I love sleep. I love sleep way more than the average person, I think. But one of the few things that can get me out of bed - even get me out of bed when it is inordinately early - is the opportunity to finish a project. Like the time that I got out of bed at four in the morning to paint the trim in our upstairs bathroom. Or the time that I got up at five in the morning so I could stain the fence for a few hours before going to work.
And now, once again, it is five in the morning. I've been wide awake for an hour already, because my body feels compelled to spread the 20 cubic yards (enough to cover 3000+ square feet) of gravel that we had dumped in our driveway yesterday afternoon. I started to spread some of it yesterday afternoon, but I've barely made a dent in the piles.

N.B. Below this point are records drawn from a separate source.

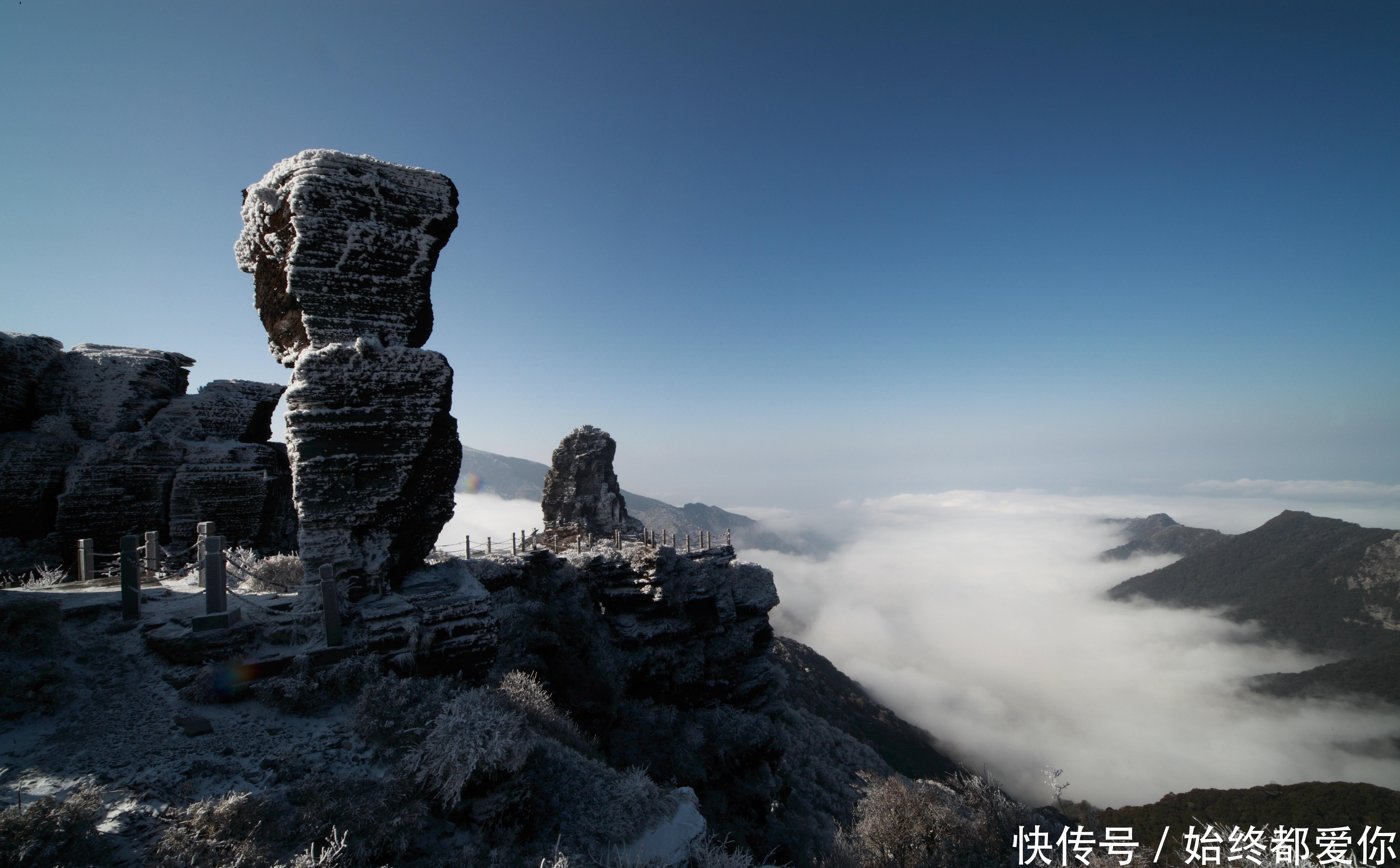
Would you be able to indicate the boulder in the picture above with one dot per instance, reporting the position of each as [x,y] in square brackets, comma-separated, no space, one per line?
[244,489]
[582,493]
[23,360]
[223,409]
[374,457]
[110,390]
[344,247]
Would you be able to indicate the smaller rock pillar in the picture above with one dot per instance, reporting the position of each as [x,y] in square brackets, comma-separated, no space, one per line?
[332,605]
[131,580]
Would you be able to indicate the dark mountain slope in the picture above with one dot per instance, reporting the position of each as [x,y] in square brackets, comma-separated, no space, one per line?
[1296,575]
[820,688]
[1160,534]
[1312,806]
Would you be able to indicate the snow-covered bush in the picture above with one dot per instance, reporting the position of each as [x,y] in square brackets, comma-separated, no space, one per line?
[50,832]
[479,734]
[395,713]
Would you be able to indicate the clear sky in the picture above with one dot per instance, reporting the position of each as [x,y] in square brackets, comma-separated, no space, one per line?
[785,253]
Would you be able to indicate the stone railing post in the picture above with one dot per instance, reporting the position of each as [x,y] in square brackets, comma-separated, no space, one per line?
[153,552]
[331,600]
[131,580]
[88,561]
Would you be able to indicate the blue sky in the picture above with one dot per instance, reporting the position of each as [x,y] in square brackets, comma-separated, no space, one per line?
[786,253]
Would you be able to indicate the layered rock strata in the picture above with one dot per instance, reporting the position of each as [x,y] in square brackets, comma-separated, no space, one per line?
[342,253]
[110,390]
[23,360]
[582,493]
[115,446]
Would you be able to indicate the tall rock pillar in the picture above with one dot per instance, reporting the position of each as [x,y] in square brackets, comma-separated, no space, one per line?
[342,251]
[582,493]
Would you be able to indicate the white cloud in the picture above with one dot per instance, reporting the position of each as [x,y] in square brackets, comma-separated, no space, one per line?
[982,618]
[485,514]
[1303,489]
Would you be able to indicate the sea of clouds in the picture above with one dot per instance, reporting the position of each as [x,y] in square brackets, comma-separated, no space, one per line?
[982,618]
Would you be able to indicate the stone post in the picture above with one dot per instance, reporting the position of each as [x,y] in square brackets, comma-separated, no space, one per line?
[216,591]
[153,552]
[331,601]
[88,561]
[204,530]
[131,580]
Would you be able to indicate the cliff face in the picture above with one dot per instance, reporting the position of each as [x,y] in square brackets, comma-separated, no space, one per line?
[114,446]
[342,251]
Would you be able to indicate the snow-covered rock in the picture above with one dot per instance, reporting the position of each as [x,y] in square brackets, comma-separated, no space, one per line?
[342,251]
[23,360]
[344,247]
[110,390]
[223,409]
[582,493]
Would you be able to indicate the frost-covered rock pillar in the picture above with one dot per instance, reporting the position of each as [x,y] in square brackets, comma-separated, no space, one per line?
[342,253]
[582,493]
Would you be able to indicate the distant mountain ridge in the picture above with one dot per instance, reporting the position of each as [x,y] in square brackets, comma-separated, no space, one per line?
[1160,534]
[524,479]
[1323,584]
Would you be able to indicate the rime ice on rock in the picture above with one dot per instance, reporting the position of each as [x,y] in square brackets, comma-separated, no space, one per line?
[23,360]
[582,493]
[108,390]
[342,251]
[117,447]
[344,247]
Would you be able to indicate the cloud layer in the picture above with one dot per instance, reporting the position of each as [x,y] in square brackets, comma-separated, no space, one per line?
[982,618]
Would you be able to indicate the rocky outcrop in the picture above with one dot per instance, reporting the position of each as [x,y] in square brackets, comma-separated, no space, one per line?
[342,251]
[31,477]
[244,489]
[115,447]
[223,409]
[23,360]
[582,493]
[110,390]
[1160,534]
[374,456]
[118,486]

I'm anxious to continue on the project this morning, but it is still dark outside.
As Sam and I worked in the driveway yesterday afternoon, Sam wanted to chat about different topics to help keep him from being bored. His mild complaints of boredom made me think about how I reacted to work as a child. When I was a kid, especially when I was about nine and ten, I was very much interested in integrating work and play. Most of my playtime and pretending involved some type of work: starting up a restaurant with V called "Surprise Supreme," setting up a business called "[M] and Company" (in which I coerced my siblings A and C to work for me), organizing a ballet class for C and her neighbor friends, and building a ramshackle clubhouse out of wood scraps from our garage.
I would often ensure that these work situations were somehow unnecessarily intense, too. When I wanted to work, I would generate these romanticized situations in which I would need to desperately work. When I organized the ballet class for C and her friends, I rushed to the library to check out an oversized book on ballet; I needed to hurriedly research dance moves before "class" (because I really didn't know anything about ballet). When I built the ramshackle clubhouse, I worked all day long so I could finish the project in a single day. And, back when I was this age, my favorite thing to pretend at the time was that I lived in a forest and I desperately needed to gather food so I wouldn't starve. I would huddle in this little wooded area behind our garage, with my freshly-gathered stash of "edible" sticks and grass, pretending like I could carry on and survive in the forest for another day.
There was almost always some sense of urgency, desperation, or sacrifice in these play scenarios that I created as a child, and I realized yesterday that I haven't changed much. In order to save myself from boredom during this last month of summer, I've obsessively thrown myself into different house projects. Just this week I decided that we needed to clear out the weeds in the driveway. I had the idea that we could get the driveway paved, but after learning that option was too expensive after receiving a few bids, I decided to have these huge mounds of gravel delivered. But, as so often happens, I created a rather narrow window of time to finish this project. I needed to clear the driveway of weeds before the dump truck arrived, which meant that I needed to dedicate hours and hours each day to pulling weeds out of our driveway. And, as if the cosmos cheekily wanted to help me create an especially desperate and urgent situation, it has been raining quite a bit this week. So, I've been clearing out weeds in the rain, as our driveway (and the mossy carpet that has been growing in our driveway) has become muddy and sodden.
On Thursday, after an unusually heavy downpour of rain, J and I went into the driveway in a last-ditch effort to pull up weeds before the truck came the next morning. As we worked in the weeds and mud, kneeling down and practically crawling around to pick up globs of mossy mud and weeds, J said that he felt very much like the two figures in the "Constitutional Peasants" sketch from Monty Python and the Holy Grail. "Dennis, there's some lovely filth down here!" J called to me across the driveway while speaking in a high voice with a British accent. We both laughed, especially since we were creating piles of large piles of muddy weeds, similar to how the peasants build a big pile of mud while chatting with King Arthur. J even was pulling our compost bin around the driveway, similar to Dennis pulling his cart. I keep chuckling about the similarities between us and that sketch. What a desperate, silly situation I created! If anything, my nine-year-old self would have relished the dramatic, sacrificial scenario in which I had placed myself, down to the last raindrop.
It is just beginning to get light outside. I'm going to go outside and shovel gravel for a few hours before the boys wake up.
Update: I didn't end up shoveling gravel in the early morning, after all. My neighbor's bedroom had an open window right next to our driveway, and I thought it would be cruel to be working so loudly in the morning. Luckily, I did end up falling back asleep.